UN Women statement, International Migrants Day 2020
Human rights and gender equality at the heart of migration policies and programmes
Date: Thursday, December 17, 2020
Today on International Migrants Day, UN Women recognizes and celebrates the vast contributions of migrant women around the world, many of whom are working on the front lines of the COVID-19 crisis, supporting their communities as skilled health and care workers, cleaners, food delivery providers and agricultural workers.
For many migrant women around the world, pervasive gender inequalities coupled with systemic racism, violence and other forms of discrimination mean the pandemic has had a devastating impact on their livelihoods and health. Many have lost their jobs while others face an increased risk of infection because remote working is simply not an option for them. Too many migrant women work in low-paid and vulnerable jobs without labour protections, where they are at greater risk of human and labour rights violations including of being trafficked before they reached their destination. And with only around 22 per cent of migrant workers around the world covered by social protection, the financial safety nets put in place by some countries to mitigate lost income are often not available to migrant women and their families.

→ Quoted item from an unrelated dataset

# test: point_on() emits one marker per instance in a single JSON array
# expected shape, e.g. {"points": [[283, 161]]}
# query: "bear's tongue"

With borders closed and travel restrictions in place, many women migrants have been unable to leave the countries in which they work, while rates of sexual and gender-based violence have intensified and the economic vulnerability and desperation of migrant workers places them at an increased risk of trafficking.
Despite these challenges, migrant women continue to bring vital benefits to their countries of origin, transit and destination. Every year, some 100 million migrant women send remittances back home; and in spite of the persistent gender pay gap they tend to send a larger portion of their wages than men and to do so more regularly.
These contributions help sustain the economies of many countries around the world and provide a lifeline for families and communities, something which is especially vital during times of crisis. Now, with more than 495 million jobs estimated to have been lost since the start of the pandemic – many in the service sector where some 74 per cent of migrant women are employed – households that depend on these remittances are facing increased vulnerability.
Along with the significant financial contributions that migrant women make, they also bring important social benefits, including the acquisition and transfer of skills, knowledge, ideas and social norms. Dok Samuon, a construction worker in Thailand, returned to her native Cambodia after the COVID-19 pandemic halted her work prospects. Now she is a member of a peer networking group of returnee women migrant workers who share resources, information and migration experiences. “We help future women migrant workers be informed about services available in case of violence, safe contact numbers and what to do in case something happens in the countries of destination,” she says.
The considerable impacts on the health and wellbeing of migrant women during the COVID-19 pandemic underline just how critical it is that all migrants, irrespective of migration status, have access to gender-responsive services. The cost to migrant women’s mental, emotional, health and social status associated with isolation and loneliness, which leads to higher risks of human rights violations, is too often overlooked. To address this, access to comprehensive services, including essential psychosocial support, must be prioritized for all migrants.
With the implementation of the Global Compact for Safe, Regular and Orderly Migration underway, covering all dimensions of international migration in a holistic and comprehensive way, countries have a renewed opportunity to place human rights and gender equality at the heart of their migration policies and programmes.
Together, we must ensure that the specific needs of migrant women are fully addressed, both during the recovery from the COVID-19 pandemic and beyond.